Each party retains an attorney who assists him or her in obtaining a legal judgment, including going to court, if necessary. The litigation attorney’s role is to gather information, if necessary through formal discovery methods. Then, the attorney will prepare the best possible presentation of the client’s position. The attorney will work towards a settlement, and if needed, advocate the client’s position in court.
Litigation is necessary in cases where one party is unwilling to share information or actively hides it, or when a settlement can’t be reached through other means.
Neutral Case Evaluation
Facts and legal issues are presented by the attorneys to a neutral case evaluator. Usually, both parties are present. The evaluator gives an opinion regarding the legal and factual merits of each side’s case and the probable outcome if the case were to go to trial. This can help the parties decide whether they want to spend the time, money and emotions involved in going to trial.
An attorney is retained by the litigating parties to work as a neutral manager handling various aspects of the case, including information gathering, discovery disputes, temporary orders, and other preliminary matters. Case management can be combined with mediation and private judging. Case management can save the time and expense associated with going to court to resolve pre-trial issues.

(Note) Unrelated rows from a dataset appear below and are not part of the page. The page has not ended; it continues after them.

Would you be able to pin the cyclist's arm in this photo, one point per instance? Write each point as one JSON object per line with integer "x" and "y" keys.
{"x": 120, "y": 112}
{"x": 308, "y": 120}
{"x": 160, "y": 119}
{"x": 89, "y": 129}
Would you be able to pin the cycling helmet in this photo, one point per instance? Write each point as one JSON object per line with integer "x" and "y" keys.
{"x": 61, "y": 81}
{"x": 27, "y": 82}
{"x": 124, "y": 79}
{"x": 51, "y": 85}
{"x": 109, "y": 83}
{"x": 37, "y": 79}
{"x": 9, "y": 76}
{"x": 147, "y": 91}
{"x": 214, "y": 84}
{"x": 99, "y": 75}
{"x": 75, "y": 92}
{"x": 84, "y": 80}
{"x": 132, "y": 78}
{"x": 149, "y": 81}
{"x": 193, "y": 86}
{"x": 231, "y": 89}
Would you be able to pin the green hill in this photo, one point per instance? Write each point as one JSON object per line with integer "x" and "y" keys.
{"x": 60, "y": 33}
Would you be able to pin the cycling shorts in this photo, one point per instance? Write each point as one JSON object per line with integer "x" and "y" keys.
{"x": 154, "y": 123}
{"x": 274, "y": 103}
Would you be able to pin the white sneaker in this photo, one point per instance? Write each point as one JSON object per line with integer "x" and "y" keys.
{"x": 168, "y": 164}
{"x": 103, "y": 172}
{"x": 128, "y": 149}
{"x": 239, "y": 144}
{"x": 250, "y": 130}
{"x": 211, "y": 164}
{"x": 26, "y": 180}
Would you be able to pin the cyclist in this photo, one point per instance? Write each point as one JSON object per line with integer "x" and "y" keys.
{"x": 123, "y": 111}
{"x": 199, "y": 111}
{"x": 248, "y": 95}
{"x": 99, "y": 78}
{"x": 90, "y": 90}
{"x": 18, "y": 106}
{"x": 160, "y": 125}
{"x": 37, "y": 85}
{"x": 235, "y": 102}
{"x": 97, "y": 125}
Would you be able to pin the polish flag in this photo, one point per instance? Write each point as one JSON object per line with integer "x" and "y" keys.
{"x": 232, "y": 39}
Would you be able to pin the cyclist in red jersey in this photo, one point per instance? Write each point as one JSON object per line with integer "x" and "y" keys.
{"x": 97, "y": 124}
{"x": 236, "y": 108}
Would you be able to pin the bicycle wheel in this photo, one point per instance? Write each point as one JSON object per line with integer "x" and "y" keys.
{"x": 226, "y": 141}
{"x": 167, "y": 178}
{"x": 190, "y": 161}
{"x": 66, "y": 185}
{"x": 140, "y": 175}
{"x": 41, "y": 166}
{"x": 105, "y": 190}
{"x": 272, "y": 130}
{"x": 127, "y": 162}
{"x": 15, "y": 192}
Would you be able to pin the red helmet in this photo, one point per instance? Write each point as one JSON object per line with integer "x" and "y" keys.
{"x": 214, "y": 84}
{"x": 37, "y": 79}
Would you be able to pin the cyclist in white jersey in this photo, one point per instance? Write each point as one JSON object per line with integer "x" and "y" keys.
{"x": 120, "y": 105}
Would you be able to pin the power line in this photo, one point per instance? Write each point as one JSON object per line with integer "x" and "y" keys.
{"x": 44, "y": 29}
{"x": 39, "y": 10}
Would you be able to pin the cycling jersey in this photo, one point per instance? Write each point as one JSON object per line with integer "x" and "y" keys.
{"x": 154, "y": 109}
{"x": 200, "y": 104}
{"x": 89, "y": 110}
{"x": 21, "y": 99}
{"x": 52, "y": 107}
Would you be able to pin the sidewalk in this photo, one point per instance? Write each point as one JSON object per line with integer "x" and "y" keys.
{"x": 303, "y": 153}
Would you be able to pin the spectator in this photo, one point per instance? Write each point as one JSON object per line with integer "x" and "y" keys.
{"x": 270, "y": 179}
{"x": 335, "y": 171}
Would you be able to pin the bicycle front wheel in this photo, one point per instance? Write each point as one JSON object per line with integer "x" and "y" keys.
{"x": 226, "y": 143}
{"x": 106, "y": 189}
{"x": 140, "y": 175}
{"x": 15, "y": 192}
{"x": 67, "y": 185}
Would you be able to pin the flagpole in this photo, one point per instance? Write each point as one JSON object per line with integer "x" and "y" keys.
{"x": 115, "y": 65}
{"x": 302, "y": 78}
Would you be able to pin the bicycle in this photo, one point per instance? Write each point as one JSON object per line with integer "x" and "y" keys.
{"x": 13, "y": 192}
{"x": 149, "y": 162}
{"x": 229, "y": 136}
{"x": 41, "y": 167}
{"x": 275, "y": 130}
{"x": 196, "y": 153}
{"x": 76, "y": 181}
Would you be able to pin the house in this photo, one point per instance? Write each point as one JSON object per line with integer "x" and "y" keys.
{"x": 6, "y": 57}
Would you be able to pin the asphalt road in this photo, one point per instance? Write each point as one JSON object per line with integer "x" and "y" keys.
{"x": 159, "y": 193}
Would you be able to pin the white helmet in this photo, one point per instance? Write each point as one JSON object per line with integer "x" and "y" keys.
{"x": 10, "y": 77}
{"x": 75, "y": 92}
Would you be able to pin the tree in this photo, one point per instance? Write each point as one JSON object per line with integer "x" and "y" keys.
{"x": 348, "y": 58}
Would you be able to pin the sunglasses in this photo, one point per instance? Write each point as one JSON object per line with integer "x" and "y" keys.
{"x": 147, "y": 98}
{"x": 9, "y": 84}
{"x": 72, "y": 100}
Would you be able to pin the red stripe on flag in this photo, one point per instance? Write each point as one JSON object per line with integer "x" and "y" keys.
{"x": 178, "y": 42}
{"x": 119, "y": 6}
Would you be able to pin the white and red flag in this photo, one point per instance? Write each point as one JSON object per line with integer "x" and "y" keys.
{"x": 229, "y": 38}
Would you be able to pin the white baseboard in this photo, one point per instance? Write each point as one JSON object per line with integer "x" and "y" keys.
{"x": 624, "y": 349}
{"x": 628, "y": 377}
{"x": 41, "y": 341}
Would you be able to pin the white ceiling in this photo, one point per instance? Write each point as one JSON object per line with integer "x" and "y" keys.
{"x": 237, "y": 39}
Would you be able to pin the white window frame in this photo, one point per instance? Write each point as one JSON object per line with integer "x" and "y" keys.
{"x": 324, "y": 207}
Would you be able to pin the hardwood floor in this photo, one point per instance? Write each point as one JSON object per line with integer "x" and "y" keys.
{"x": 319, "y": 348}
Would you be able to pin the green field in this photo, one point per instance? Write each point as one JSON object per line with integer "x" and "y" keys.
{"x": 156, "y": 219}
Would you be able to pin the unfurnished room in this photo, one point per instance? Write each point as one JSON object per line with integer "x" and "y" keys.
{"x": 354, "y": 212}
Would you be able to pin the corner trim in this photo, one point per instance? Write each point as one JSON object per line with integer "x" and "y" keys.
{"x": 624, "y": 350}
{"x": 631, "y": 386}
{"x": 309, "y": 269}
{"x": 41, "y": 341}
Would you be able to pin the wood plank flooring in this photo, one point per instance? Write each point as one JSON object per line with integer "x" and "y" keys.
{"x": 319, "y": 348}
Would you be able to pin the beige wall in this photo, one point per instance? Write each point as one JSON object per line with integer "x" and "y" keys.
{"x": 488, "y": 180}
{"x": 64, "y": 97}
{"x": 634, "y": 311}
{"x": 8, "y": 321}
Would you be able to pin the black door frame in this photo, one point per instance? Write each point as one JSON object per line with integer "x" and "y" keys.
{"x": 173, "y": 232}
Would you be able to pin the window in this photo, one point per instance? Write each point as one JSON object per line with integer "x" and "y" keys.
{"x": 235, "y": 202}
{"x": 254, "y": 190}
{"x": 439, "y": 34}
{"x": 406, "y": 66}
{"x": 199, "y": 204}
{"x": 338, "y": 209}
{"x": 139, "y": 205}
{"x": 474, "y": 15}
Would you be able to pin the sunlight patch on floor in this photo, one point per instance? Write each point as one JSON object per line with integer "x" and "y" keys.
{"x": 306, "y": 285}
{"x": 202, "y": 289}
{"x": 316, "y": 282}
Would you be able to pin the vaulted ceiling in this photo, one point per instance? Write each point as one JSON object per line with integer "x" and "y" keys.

The parties retain an experienced private attorney to take the place of the Superior Court judge in deciding some or all of the issues in the case. The parties and judge determine a mutually convenient time for hearing or trial. The hearing or trial is typically held in the confidential office of the private judge. The parties and attorneys determine the level of formality for the rules and procedure. This can also avoid the time sometimes spent waiting for a trial on the courts’ busy calendar.